Vital Saint-Marc, Associé du réseau d'audit et de conseil RSM, intervient sur le rôle du directeur financier au service de l'entreprise pour faire face à la crise du Covid-19.
Comment préserver l'activité et la rentabilité de l'entreprise ?
L'idée principale pour conserver un taux de rendement stable est d'éviter la transformation du chiffre d'affaires en paiement et d'anticiper les besoins futurs de trésorerie. Les relances sur les créances impayées ont montré que la grande majorité des entreprises faisaient les efforts nécessaires pour acquitter leurs dettes dans des délais raisonnables. Encore faut-il suivre de près l’état de ses créances.
Pour les entreprises dont la fermeture administrative est imposée, il est indispensable de mettre en place des alternatives, telles que les services de livraison. Le chiffre d'affaires se trouvant amoindri, il convient d'organiser les charges par le recours au chômage partiel ou en négociant la suspension du loyer, chose en réalité assez difficile avec les bailleurs privés.
Lorsque la fermeture administrative peut être évitée, le télétravail conduit au maintien du rendement.
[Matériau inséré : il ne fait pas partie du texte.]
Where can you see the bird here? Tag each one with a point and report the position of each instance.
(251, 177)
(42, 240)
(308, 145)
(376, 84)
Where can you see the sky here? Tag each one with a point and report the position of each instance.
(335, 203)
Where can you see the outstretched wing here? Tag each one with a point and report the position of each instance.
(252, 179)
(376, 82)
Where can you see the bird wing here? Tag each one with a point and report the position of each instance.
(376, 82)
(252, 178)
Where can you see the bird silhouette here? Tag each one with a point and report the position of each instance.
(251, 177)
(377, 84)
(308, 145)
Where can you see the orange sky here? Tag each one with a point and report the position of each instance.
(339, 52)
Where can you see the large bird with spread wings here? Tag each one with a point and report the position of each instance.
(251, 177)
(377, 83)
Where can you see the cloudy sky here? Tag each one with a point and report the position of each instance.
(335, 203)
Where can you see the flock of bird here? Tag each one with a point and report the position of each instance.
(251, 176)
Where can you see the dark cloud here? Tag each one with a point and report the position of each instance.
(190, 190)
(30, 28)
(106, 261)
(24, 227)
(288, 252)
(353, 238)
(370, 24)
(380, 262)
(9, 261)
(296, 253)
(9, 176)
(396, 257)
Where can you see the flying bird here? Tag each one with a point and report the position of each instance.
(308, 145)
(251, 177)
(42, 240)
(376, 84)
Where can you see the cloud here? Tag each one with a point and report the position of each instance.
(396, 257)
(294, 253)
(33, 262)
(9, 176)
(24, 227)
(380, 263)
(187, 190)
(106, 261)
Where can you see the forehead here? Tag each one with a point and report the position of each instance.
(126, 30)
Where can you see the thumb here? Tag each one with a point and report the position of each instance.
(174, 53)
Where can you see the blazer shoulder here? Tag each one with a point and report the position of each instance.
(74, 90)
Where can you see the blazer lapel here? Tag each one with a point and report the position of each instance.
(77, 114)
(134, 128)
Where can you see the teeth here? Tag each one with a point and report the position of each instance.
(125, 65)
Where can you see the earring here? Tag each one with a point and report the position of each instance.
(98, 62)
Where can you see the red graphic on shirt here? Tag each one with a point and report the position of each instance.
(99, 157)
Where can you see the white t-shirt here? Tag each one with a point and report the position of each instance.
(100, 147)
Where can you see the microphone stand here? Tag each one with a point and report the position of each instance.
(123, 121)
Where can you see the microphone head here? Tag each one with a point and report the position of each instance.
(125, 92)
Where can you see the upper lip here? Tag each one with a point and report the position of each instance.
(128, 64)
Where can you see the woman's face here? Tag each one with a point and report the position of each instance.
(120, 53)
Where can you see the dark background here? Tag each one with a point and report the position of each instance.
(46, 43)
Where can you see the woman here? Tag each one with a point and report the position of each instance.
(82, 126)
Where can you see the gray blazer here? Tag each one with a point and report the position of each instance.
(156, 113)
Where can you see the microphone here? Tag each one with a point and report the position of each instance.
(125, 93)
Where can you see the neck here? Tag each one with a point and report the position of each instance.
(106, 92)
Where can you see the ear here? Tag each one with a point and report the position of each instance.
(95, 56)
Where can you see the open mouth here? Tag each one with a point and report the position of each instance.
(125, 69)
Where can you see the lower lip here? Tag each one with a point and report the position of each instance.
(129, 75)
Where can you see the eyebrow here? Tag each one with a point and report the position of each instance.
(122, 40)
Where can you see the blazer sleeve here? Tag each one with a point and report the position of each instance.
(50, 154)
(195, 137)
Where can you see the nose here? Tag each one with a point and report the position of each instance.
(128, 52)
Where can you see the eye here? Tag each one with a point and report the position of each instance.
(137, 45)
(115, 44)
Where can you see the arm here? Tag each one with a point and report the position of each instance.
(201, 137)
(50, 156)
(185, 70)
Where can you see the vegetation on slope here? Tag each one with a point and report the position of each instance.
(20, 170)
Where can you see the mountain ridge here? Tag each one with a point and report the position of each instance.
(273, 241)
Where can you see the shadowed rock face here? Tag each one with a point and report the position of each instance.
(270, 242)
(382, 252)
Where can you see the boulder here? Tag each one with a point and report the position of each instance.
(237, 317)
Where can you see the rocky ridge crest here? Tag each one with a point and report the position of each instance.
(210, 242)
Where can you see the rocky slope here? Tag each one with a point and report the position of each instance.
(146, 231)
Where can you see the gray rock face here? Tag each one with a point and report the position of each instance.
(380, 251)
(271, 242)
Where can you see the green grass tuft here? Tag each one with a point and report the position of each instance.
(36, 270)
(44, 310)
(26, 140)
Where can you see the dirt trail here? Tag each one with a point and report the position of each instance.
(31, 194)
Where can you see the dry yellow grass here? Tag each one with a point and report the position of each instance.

Cependant, le temps en période de confinement, toujours plus monotone, fatigue l’ensemble des collaborateurs et agit négativement sur le rendement de l’entreprise. Cette perte ira en grandissant, d’autant qu’elle n’est pas prise en charge par le chômage partiel, lequel n’est applicable qu’aux salariés sans activité. Le maintien d’un lien social permet certainement de retarder cet état d’épuisement mental, mais ne le gomme pas.
Comment établir un prévisionnel réaliste avec peu de visibilité sur l'économie future ?
Il convient tout d'abord d'identifier le prévisionnel le plus probable, pour ensuite établir un prévisionnel dégradé, intégrant les créances irrécouvrables, le besoin de financement et le chiffre d'affaires non encaissable.
Bien évidemment, cela n'est qu'un pari sur le futur. Si les entreprises bénéficiaires du prêt garanti par l’État n'arrivent pas à reprendre l'activité, il faudra les soumettre aux procédures collectives. C'est à ce moment que se manifestera le risque pour l’État et la banque, justifiant la méfiance dans l'octroi du financement. Ils devront rembourser le prêt à la place des entreprises et augmenter leur dette en conséquence.
Les aides d’État permettent-elles un soutien réel des entreprises ?
Le PGE est garanti par l’État entre 70 % et 90 % selon la taille de l'entreprise. Il est faiblement rémunéré, bénéficie d'un différé de remboursement d'un an et est remboursable sur cinq ans. Le prêt rebond et le prêt rebond full digital sont assis sur un besoin trésorerie matérialisé par un prévisionnel. Ils sont garantis à 100 % et sont sans rémunération ni frais de dossier. Ils bénéficient en outre d'un différé de remboursement de deux ans et sont remboursables sur sept ans : cadeau !
En théorie, PGE et prêt rebond semblent cumulables. Les entreprises qui n’ont pu bénéficier du PGE ont une sorte de seconde chance. Cependant, le prêt rebond répond aux mêmes conditions d’octroi : l’entreprise en difficulté, dont les capitaux propres sont inférieurs à la moitié du capital, semble en être exclue. Enfin, quand une entreprise a bénéficié d’un PGE, elle doit le mentionner dans sa demande de prêt rebond.
Enfin, on peut à nouveau s'interroger sur l'efficacité de l'aide annoncée pour les TPE, visant à supprimer leurs charges fiscales et sociales, notamment pour les entreprises en chômage partiel qui sont déjà exemptées de charges sociales pour l'indemnité salariale de 84 %.